Farmers Save the Bees in India“Save the bees” has become a trendy cause, although one that holds much greater weight than most people seem to realize. The reality is that the virtually global decline in bee populations has a hefty price tag: in India alone, the nation’s decline in bee population costs agricultural production an estimated $726 million per year. In a nation where 75 percent of the population are smallholder farmers, people whose very lives are resting on their crop yields, an annual loss of that amount means the difference between life and death.

Further, a whopping 34.4 percent of the nation’s cultivated hectares of land depend on bees for pollination. This dependency is especially significant for certain plant species in particular, some of whom see productivity decline 80 percent in the absence of pollinators. For an agricultural system that cycles 99 percent of its fruit harvest back into domestic consumption, such a massive decline in productivity does not just mean economic degradation; it means a rise in food insecurity as well.
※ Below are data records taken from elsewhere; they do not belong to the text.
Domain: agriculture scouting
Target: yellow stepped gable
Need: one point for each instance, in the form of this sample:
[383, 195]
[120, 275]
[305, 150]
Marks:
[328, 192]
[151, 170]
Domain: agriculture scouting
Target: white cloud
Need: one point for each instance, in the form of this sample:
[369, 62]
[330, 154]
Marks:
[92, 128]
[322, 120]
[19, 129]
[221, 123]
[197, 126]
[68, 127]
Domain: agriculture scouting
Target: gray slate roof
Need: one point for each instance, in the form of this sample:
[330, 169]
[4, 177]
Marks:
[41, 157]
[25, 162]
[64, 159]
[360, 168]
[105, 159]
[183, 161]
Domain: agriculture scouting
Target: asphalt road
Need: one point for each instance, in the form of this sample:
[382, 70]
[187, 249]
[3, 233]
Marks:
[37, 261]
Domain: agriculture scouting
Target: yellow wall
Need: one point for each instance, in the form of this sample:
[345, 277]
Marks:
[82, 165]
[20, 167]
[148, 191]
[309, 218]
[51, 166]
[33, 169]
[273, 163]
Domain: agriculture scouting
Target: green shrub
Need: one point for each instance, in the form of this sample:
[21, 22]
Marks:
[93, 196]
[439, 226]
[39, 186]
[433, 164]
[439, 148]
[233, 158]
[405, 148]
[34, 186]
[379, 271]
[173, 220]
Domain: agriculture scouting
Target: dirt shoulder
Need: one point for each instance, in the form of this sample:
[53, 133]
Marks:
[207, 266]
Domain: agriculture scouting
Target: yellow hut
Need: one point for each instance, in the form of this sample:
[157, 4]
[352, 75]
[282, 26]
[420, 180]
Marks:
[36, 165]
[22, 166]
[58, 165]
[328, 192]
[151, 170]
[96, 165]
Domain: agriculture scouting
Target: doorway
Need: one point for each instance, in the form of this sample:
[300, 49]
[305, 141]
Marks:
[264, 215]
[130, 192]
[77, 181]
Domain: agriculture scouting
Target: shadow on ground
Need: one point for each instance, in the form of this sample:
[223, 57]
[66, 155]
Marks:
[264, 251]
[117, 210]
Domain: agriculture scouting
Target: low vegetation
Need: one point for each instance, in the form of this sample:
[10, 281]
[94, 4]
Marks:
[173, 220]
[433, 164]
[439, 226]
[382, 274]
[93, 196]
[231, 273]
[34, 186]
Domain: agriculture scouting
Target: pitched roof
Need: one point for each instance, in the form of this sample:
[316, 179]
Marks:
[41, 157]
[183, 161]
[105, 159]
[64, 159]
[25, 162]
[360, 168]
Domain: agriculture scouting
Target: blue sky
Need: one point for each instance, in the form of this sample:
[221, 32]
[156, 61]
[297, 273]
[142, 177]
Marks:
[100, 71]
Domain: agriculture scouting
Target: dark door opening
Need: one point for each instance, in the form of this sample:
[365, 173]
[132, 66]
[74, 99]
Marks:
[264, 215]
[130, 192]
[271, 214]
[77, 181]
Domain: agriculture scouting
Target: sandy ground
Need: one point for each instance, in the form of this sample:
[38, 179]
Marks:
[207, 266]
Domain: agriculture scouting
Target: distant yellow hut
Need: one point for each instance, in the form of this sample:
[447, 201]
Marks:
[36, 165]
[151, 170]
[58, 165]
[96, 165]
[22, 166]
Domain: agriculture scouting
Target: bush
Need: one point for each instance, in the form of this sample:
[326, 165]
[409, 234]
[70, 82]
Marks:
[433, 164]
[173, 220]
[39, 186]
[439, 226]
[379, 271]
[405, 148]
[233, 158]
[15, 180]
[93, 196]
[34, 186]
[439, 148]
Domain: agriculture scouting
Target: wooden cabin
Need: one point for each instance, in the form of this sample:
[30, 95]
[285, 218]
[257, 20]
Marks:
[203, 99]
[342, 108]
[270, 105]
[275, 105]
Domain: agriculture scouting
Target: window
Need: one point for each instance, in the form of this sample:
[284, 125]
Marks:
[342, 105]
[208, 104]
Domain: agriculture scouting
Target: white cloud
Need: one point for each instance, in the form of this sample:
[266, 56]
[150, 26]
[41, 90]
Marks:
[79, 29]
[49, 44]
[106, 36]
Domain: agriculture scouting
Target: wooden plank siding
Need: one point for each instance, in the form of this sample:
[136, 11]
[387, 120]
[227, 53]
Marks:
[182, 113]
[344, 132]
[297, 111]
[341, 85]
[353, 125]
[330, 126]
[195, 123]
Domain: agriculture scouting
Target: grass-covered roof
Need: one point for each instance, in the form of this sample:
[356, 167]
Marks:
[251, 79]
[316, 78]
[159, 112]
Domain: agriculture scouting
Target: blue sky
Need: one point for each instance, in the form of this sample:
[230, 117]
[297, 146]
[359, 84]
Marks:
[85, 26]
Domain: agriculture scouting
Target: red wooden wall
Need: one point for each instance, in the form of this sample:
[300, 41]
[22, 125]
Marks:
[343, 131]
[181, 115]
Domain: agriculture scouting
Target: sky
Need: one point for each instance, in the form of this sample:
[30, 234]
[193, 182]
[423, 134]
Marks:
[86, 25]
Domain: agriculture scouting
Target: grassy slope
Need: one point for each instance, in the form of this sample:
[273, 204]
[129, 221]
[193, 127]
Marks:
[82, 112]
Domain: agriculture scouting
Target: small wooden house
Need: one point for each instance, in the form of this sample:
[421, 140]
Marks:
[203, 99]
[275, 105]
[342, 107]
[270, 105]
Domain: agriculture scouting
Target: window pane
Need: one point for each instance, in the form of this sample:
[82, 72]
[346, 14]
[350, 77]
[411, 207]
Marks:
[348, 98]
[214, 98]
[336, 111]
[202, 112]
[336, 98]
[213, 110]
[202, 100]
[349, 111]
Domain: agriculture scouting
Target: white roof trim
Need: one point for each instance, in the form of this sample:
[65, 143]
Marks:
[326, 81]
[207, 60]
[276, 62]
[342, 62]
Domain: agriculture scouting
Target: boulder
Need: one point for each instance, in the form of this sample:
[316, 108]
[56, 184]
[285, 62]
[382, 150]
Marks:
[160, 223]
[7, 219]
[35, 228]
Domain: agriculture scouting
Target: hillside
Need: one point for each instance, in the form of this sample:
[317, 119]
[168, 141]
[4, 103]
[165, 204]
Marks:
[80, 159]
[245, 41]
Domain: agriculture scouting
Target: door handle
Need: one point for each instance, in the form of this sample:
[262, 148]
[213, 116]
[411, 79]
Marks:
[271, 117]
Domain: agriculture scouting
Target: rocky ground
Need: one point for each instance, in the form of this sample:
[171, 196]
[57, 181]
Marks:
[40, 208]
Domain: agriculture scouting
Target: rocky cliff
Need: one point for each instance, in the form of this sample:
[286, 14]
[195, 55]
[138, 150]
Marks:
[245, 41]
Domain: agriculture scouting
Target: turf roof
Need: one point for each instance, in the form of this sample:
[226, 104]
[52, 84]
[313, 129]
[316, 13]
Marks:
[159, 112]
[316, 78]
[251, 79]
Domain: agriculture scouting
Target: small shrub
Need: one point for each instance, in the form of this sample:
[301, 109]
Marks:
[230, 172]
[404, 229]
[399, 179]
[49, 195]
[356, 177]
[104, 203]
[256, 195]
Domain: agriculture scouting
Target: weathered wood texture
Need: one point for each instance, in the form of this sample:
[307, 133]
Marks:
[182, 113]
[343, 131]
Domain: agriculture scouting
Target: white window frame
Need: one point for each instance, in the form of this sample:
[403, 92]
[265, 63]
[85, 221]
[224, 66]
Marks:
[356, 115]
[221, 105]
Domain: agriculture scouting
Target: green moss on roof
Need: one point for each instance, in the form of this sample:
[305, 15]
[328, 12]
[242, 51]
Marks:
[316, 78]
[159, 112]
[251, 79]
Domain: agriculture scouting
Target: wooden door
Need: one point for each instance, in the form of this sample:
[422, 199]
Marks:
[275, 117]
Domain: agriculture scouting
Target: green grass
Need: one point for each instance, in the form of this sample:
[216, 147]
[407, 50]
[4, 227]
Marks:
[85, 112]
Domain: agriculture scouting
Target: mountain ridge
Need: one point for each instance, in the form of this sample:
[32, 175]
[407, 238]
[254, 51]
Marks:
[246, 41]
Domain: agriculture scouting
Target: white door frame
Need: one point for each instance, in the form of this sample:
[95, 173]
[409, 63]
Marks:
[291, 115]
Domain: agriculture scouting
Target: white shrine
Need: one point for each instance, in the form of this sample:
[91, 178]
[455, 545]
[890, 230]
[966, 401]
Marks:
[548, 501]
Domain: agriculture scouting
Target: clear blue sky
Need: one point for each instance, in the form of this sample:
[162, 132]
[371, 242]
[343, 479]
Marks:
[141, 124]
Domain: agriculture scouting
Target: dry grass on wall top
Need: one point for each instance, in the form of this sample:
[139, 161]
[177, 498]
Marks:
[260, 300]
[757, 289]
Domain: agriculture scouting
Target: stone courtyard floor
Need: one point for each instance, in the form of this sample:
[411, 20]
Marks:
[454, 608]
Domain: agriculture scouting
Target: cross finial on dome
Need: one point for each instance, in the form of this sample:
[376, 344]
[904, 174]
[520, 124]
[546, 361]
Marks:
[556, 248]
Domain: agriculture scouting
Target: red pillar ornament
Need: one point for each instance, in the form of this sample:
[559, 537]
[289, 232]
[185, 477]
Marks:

Seeing as the farmers depend on the crops, and the crops depend on the bees, the decline in bees is quite explicitly linked to the capacity of farmers to survive, and possibly thrive. In essence, then, bees in India are a crucial component to lifting individuals out of the cycle of poverty. Save the bees, save farmers, save lives.

Such is the mantra of Under the Mango Tree, a social enterprise that trains Indian farmers to become beekeepers and purchases the farmers’ organic honey through fair-trade farm cooperatives. By cultivating bees on their property, farmers have the capacity to increase their crop productions anywhere from 50 to 100 percent (depending on the plant and bee species). This increase in yield, plus the extra revenue from fair-trade honey sales, has the capacity to increase farmer incomes by more than 50 percent, a figure that can and does change lives. The strategy also, of course, augments India’s bee population by providing hives places to flourish, all of which aids agricultural production on the whole.

The successful implementation of this program is working to truly save the bees in India. Yet, it is important to note that the bee population needs help beyond the Indian borders. If the world wants to maintain its traditional agricultural systems and sectors, it needs to support its smallest workers.